Laura tersentak ke depan. Keningnya membentur setir dan satu jarinya terpelintir. Saat Laura melirik ke arah spion ia melihat Toyota hitam itu berada persis di belakang mobilnya. Mesinnya masih menyala dan jalur itu terlalu sempit sehingga tidak memungkinkan bagi Laura untuk berputar balik tanpa menabrak mobil di belakangnya.

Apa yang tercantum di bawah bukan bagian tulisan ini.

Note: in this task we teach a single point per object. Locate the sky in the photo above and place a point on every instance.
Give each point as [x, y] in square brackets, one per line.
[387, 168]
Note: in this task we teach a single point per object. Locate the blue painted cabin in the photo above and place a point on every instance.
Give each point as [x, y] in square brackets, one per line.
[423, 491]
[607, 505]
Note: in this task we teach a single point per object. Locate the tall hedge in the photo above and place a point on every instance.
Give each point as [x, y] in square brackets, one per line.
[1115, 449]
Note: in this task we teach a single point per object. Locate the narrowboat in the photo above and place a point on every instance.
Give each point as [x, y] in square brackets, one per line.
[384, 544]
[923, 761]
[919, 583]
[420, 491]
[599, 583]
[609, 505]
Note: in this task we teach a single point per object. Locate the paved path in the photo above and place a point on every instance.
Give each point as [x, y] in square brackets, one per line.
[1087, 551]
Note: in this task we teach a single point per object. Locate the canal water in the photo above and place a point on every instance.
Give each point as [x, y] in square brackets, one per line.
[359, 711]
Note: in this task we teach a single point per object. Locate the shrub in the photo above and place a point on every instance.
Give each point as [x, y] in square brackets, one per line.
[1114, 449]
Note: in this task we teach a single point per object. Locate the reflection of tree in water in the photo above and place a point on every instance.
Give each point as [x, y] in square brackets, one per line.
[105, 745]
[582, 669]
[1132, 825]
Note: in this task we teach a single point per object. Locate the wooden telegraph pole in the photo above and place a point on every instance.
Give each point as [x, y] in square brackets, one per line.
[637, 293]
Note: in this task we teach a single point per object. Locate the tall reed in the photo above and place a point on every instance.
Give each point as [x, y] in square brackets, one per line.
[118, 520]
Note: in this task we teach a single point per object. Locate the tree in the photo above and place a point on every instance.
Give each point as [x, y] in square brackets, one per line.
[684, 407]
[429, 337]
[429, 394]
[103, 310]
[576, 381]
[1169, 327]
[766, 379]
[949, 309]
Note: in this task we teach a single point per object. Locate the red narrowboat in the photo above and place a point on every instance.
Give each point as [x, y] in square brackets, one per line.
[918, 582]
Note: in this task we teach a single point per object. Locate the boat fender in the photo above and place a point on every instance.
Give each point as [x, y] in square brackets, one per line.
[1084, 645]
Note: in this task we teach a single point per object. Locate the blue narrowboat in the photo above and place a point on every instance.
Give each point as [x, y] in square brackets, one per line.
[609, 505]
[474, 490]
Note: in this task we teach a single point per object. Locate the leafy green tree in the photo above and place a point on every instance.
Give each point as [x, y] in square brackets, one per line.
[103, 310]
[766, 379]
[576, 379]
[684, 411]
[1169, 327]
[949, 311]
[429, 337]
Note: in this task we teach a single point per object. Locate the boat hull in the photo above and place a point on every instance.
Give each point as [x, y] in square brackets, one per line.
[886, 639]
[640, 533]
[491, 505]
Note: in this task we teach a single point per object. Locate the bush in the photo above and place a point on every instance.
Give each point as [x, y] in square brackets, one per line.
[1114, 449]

Laura merasakan ketakutan luar biasa ketika Toyota itu menabrak bagian belakang mobilnya sekali lagi. Lagi, dan lagi hingga Laura hilang kesabaran. Ia menekan klakson berkali-kali. Membiarkan suara bising itu membuat gaduh sekitarnya. Sementara itu, keningnya yang membentur setir terasa berdenyut-denyut.
Laura mencari ponselnya di dalam tas. Tapi tas itu terjatuh karena benturan tadi. Tangannya meraih-raih ke lantai mobil saat ia berusaha mencapai tasnya. Begitu Laura mendapatkannya, ia langsung menyambar ponsel yang diletakkan di kancing depan. Laura menekan nomor 911 dan ia menunggu dengan gelisah ketika nada sambung terdengar. Rasa takut yang dialaminya telah membuat ia lengah hingga ketika seorang pria bergerak mengetuk kaca mobilnya, Laura berpikir kalau ia mendapat bantuan. Tangannya secara implusif menekan tombol otomatis untuk menurunkan kaca jendela, dan sebelum Laura menyadari tindakannya, pria itu lebih dulu membekapkan sebuah kain tebal berbau menyengat ke wajahnya.
Laura mencakar-cakar tangan itu selagi bisa. Ia mengerahkan sisa tenaganya untuk melakukan perlawanan. Tapi pria itu menekan wajahnya dengan kuat ke punggung sofa dan membekapnya dengan kain. Kedua mata Laura kini membeliak sempurna. Ia mencium sesuatu yang aneh. Merasakan kesadaran perlahan ditarik menjauh darinya.